Published: 2021-11-25 11:05

Last Updated: 2021-12-05 15:02


UPDATED: At least 11 killed in mining accident in Siberia
UPDATED: At least 11 killed in mining accident in Siberia

At least 11 miners died in a coal mining accident and search operations for those who remained stuck underground were suspended due to the fear of an explosion, according to Reuters.

"The chance of an explosion is very high.
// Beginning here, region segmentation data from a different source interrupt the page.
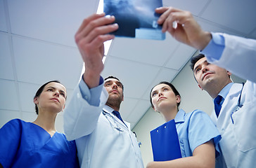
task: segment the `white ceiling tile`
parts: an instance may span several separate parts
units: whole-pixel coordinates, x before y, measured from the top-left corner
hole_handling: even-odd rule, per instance
[[[7,32],[7,25],[6,25],[6,14],[4,12],[4,0],[0,0],[0,31]]]
[[[254,0],[215,0],[200,15],[240,32],[249,34],[256,27],[256,1]]]
[[[173,53],[171,59],[169,59],[165,67],[181,70],[181,68],[188,62],[191,56],[196,52],[196,50],[188,46],[180,43],[179,47]]]
[[[148,100],[139,100],[137,102],[135,108],[133,109],[132,113],[128,117],[128,122],[137,122],[145,114],[146,111],[151,107],[151,103]]]
[[[178,45],[179,43],[169,34],[164,41],[115,38],[108,55],[162,66]]]
[[[129,123],[130,123],[131,130],[132,130],[132,129],[134,129],[137,122],[129,122]]]
[[[210,22],[206,20],[203,20],[200,18],[196,18],[196,17],[195,18],[198,24],[200,24],[200,26],[201,27],[201,28],[205,31],[211,32],[222,32],[236,36],[241,36],[241,34],[235,32],[236,31],[233,31],[233,29],[229,29],[229,27],[221,27],[219,24],[217,24],[215,22]]]
[[[58,114],[55,121],[55,127],[58,132],[64,133],[63,115]]]
[[[158,74],[158,69],[136,62],[107,57],[102,76],[103,78],[117,77],[124,84],[124,96],[139,99]]]
[[[15,83],[0,80],[0,108],[19,111],[19,99]]]
[[[18,111],[0,110],[0,128],[12,119],[21,118],[21,115]]]
[[[20,100],[21,111],[36,113],[34,97],[40,86],[40,85],[37,84],[25,83],[18,83],[19,99]]]
[[[33,122],[37,118],[36,112],[30,113],[30,112],[23,111],[21,113],[23,115],[21,119],[25,122]]]
[[[163,0],[163,6],[188,10],[198,15],[210,0]]]
[[[13,42],[19,81],[41,85],[58,80],[68,88],[77,85],[83,63],[76,48],[18,37]]]
[[[251,35],[251,37],[250,37],[251,38],[256,39],[256,27],[250,35]]]
[[[148,101],[150,100],[149,95],[151,89],[155,85],[158,84],[160,82],[162,81],[167,81],[171,82],[176,76],[179,71],[174,69],[167,69],[167,68],[162,68],[158,74],[155,76],[154,80],[150,84],[149,87],[147,88],[146,91],[145,92],[142,99]]]
[[[75,46],[82,20],[96,12],[98,0],[8,1],[13,34]]]
[[[14,80],[9,41],[8,35],[0,34],[0,78]]]

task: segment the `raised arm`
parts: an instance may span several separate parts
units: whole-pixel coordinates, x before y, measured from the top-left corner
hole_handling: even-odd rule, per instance
[[[114,38],[113,35],[108,34],[118,28],[117,24],[111,24],[114,20],[114,17],[105,17],[104,13],[94,14],[84,19],[75,34],[85,71],[84,82],[81,80],[75,88],[64,113],[64,130],[68,140],[88,135],[94,130],[108,99],[101,73],[103,69],[103,43]]]
[[[103,42],[113,39],[108,33],[118,29],[117,24],[111,24],[113,16],[94,14],[84,19],[75,34],[75,41],[85,64],[83,79],[89,88],[98,85],[100,75],[103,69],[102,58],[104,55]]]
[[[155,9],[162,13],[158,24],[162,24],[162,31],[168,31],[176,40],[203,50],[211,40],[210,32],[203,31],[188,11],[172,7],[161,7]],[[177,22],[177,27],[173,23]]]

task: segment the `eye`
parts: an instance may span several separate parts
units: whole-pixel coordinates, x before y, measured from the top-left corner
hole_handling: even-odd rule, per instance
[[[108,83],[105,84],[105,86],[110,86],[110,83]]]
[[[200,69],[195,69],[195,73],[196,74],[198,73],[200,71]]]
[[[65,97],[65,93],[64,92],[60,92],[60,95],[62,95],[62,96],[63,96]]]
[[[51,89],[51,88],[49,88],[49,89],[47,90],[47,91],[53,92],[53,90]]]
[[[156,95],[156,92],[153,92],[151,97],[153,97]]]

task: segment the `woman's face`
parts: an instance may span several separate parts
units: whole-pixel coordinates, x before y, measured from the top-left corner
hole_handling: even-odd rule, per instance
[[[153,109],[161,112],[166,108],[175,107],[177,108],[177,103],[180,102],[180,97],[176,96],[171,87],[166,84],[160,84],[155,86],[151,92],[152,104]]]
[[[49,83],[44,88],[41,94],[34,99],[34,103],[40,110],[61,111],[65,106],[66,89],[60,83]]]

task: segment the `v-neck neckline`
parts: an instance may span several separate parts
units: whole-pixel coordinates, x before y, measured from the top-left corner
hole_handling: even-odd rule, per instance
[[[53,137],[53,136],[57,133],[57,131],[56,131],[55,132],[54,132],[54,134],[52,135],[52,136],[51,136],[51,134],[50,133],[49,133],[44,128],[43,128],[42,127],[41,127],[41,126],[39,126],[39,125],[37,125],[37,124],[35,124],[35,123],[33,123],[33,122],[30,122],[30,123],[32,123],[32,125],[36,125],[36,126],[37,126],[38,127],[39,127],[39,128],[41,128],[41,130],[43,130],[45,132],[46,132],[49,136],[50,136],[50,138],[51,139],[52,137]]]

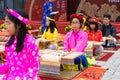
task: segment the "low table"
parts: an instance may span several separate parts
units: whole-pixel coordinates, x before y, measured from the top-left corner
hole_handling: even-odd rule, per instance
[[[49,79],[49,80],[72,80],[75,76],[80,74],[81,71],[73,71],[73,70],[61,70],[60,74],[50,74],[39,72],[39,77],[41,79]]]

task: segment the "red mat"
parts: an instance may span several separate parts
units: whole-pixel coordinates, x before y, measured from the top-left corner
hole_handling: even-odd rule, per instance
[[[113,50],[118,50],[120,49],[120,46],[116,46],[116,48],[114,48]]]
[[[104,52],[101,57],[96,57],[95,59],[99,61],[107,61],[113,54],[113,52]]]
[[[73,80],[101,80],[105,71],[105,68],[90,66]]]

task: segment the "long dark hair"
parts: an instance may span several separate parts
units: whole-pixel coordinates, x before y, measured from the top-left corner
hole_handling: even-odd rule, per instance
[[[56,24],[55,24],[55,22],[54,21],[51,21],[51,20],[49,20],[50,21],[50,25],[49,26],[47,26],[47,28],[46,28],[46,32],[48,31],[48,29],[50,28],[50,32],[51,33],[53,33],[54,32],[54,30],[55,30],[55,28],[57,29],[57,27],[56,27]]]
[[[28,18],[28,15],[24,10],[20,9],[20,10],[16,10],[16,12],[18,14],[20,14],[22,17]],[[15,29],[17,29],[17,27],[19,27],[19,30],[18,30],[17,36],[16,36],[17,37],[17,45],[16,45],[15,51],[20,52],[23,49],[26,34],[28,34],[26,24],[24,24],[22,21],[15,18],[14,16],[12,16],[10,13],[7,13],[6,16],[15,24]],[[14,40],[15,40],[15,35],[12,35],[5,46],[8,47],[8,46],[12,45]]]
[[[77,18],[77,17],[74,17],[74,18]],[[70,24],[72,23],[72,20],[73,20],[74,18],[72,18],[72,19],[70,20]],[[79,18],[77,18],[77,19],[78,19],[79,22],[80,22],[80,27],[79,27],[79,28],[82,28],[83,22],[82,22]]]
[[[98,24],[97,24],[96,22],[90,22],[90,23],[89,23],[89,26],[88,26],[90,32],[92,31],[92,29],[91,29],[91,27],[90,27],[90,24],[95,24],[95,29],[94,29],[94,31],[97,32],[98,29],[99,29],[99,28],[98,28]]]

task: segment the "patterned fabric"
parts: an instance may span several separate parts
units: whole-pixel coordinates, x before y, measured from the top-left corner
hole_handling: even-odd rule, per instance
[[[57,31],[57,29],[55,28],[53,33],[50,32],[50,28],[48,29],[47,32],[45,30],[43,35],[42,35],[42,38],[48,39],[48,40],[54,40],[54,42],[51,42],[51,44],[57,44],[57,41],[58,41],[58,31]]]
[[[100,30],[102,31],[102,35],[104,37],[108,37],[109,35],[113,36],[114,38],[116,37],[116,28],[111,24],[108,26],[102,25]]]
[[[52,11],[50,11],[50,7],[52,7]],[[50,1],[46,2],[43,6],[43,19],[42,19],[42,33],[46,29],[46,17],[50,16],[50,13],[54,12],[54,4]]]
[[[5,48],[6,63],[0,65],[0,74],[5,74],[2,80],[37,80],[39,70],[39,54],[35,39],[26,35],[24,47],[16,53],[17,38],[13,44]]]
[[[102,32],[100,30],[98,30],[97,32],[95,31],[87,31],[88,33],[88,40],[89,41],[103,41],[102,38]]]
[[[76,34],[74,31],[68,32],[64,40],[64,50],[71,51],[74,49],[75,52],[85,52],[87,41],[88,35],[82,30],[79,30]]]

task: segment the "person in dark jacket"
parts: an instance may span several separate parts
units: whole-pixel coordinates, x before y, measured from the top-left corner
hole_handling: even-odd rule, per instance
[[[112,40],[106,39],[104,47],[116,47],[116,28],[110,24],[110,14],[103,15],[103,24],[100,27],[103,37],[113,38]]]

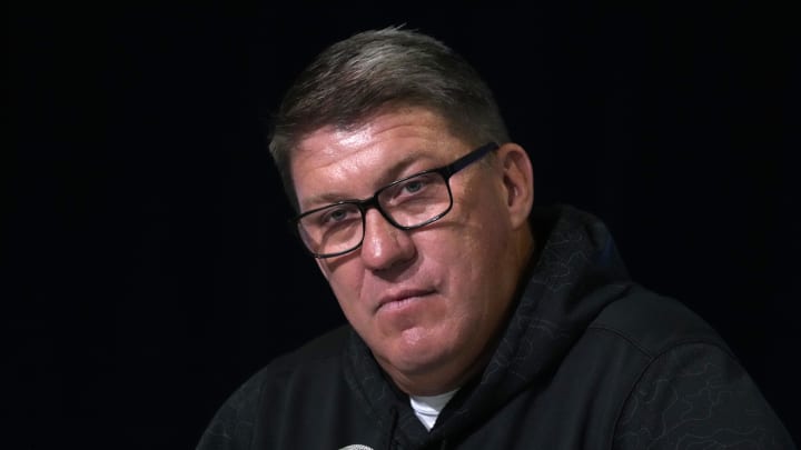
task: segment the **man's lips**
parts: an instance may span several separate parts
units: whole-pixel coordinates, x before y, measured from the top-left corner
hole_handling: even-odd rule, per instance
[[[402,307],[402,306],[408,303],[409,301],[419,299],[421,297],[429,296],[434,291],[432,291],[432,290],[423,290],[423,289],[411,289],[411,290],[393,292],[390,294],[382,297],[378,300],[376,311],[379,311],[382,309],[390,309],[390,308]]]

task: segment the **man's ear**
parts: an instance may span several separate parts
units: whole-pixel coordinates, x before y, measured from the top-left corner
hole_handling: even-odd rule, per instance
[[[531,159],[521,146],[508,142],[497,150],[506,208],[514,228],[524,226],[534,206],[534,170]]]

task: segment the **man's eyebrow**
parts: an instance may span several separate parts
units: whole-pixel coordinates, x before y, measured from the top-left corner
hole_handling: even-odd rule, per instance
[[[369,196],[373,196],[376,190],[390,184],[394,181],[399,180],[403,178],[400,173],[404,170],[407,170],[409,166],[414,164],[417,161],[421,161],[423,157],[426,154],[425,151],[422,150],[415,150],[412,152],[406,153],[403,158],[400,158],[398,161],[396,161],[390,168],[384,171],[384,173],[378,177],[375,180],[375,184],[373,186],[373,192],[369,193]],[[426,167],[422,168],[421,171],[433,169],[434,167]],[[409,173],[412,174],[412,173]],[[308,209],[319,208],[325,204],[336,203],[339,201],[345,200],[364,200],[367,197],[357,198],[352,194],[347,194],[345,192],[338,192],[338,191],[329,191],[329,192],[323,192],[317,196],[309,197],[306,199],[305,203],[309,204]]]

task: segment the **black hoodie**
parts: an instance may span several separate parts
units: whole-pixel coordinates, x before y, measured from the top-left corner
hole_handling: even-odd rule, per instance
[[[492,360],[431,431],[346,326],[256,373],[197,449],[794,449],[714,330],[629,280],[601,221],[532,219],[545,243]]]

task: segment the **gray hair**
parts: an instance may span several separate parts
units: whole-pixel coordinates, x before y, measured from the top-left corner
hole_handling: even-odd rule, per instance
[[[386,108],[423,107],[467,143],[504,143],[508,132],[477,71],[437,39],[400,27],[364,31],[325,49],[287,90],[269,131],[269,150],[289,202],[298,199],[293,149],[312,132],[349,129]]]

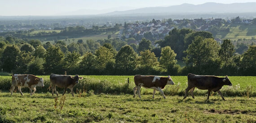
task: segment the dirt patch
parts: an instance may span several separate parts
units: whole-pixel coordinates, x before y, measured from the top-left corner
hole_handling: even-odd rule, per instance
[[[210,110],[206,109],[203,112],[206,113],[210,114],[230,114],[230,115],[237,115],[237,114],[246,114],[249,115],[255,115],[255,112],[250,112],[248,110],[216,110],[214,109],[211,109]]]

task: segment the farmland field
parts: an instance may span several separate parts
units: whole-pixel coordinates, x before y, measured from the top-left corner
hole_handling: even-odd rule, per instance
[[[37,87],[32,96],[25,88],[24,96],[18,91],[10,95],[11,76],[0,76],[0,122],[256,122],[256,76],[229,76],[233,86],[224,85],[221,90],[226,100],[223,101],[213,93],[206,101],[207,91],[196,89],[195,99],[189,96],[182,100],[185,76],[172,76],[176,84],[163,89],[166,99],[158,93],[152,99],[153,90],[145,89],[141,99],[133,98],[132,76],[81,76],[84,79],[75,85],[75,97],[69,90],[69,93],[57,98],[47,90],[49,76],[40,76],[45,87]],[[66,98],[63,105],[62,98]]]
We've decided to suspend the search and rescue operation until the concentration of gas reduces," Regional Governor Sergei Tsivilev said.

He said the levels of Methane and CO2 were dangerously high.

Earlier on Thursday, Russia's emergencies ministry said it did not know the whereabouts of 48 people after an accident in a coal mine in Siberia.

The Kemerovo region governor said on Telegram that, according to preliminary information, there were 285 people inside the Listvyazhnaya coal mine near the town of Belovo when the accident occurred.

At least one person had died, governor Sergei Tsivilv said.

Russia's emergencies ministry said on its Telegram channel that 237 people had been brought to the surface, including 45 who were injured, and that 48 remained in the mine.

The head of the local branch of the emergencies ministry told news agency TASS that the locations of the remaining miners were "unknown" and a search was underway.

Rescue operations were ongoing and there was no official statement on the nature of the accident.

Mining accidents are fairly common in Russia and across the former Soviet Union as a result of poor safety standards, a lack of oversight of working conditions or aging Soviet-era equipment.

The deadliest mining accident in Russia occurred at the Raspadskaya mine in Siberia -- Russia's largest coal mine -- in the summer of 2010, killing 91 people and leaving more than 100 injured.

On top of the deadly accidents, NGO groups have drawn attention to the environmental practices of mines in Russia, one of the largest gold producers in the world.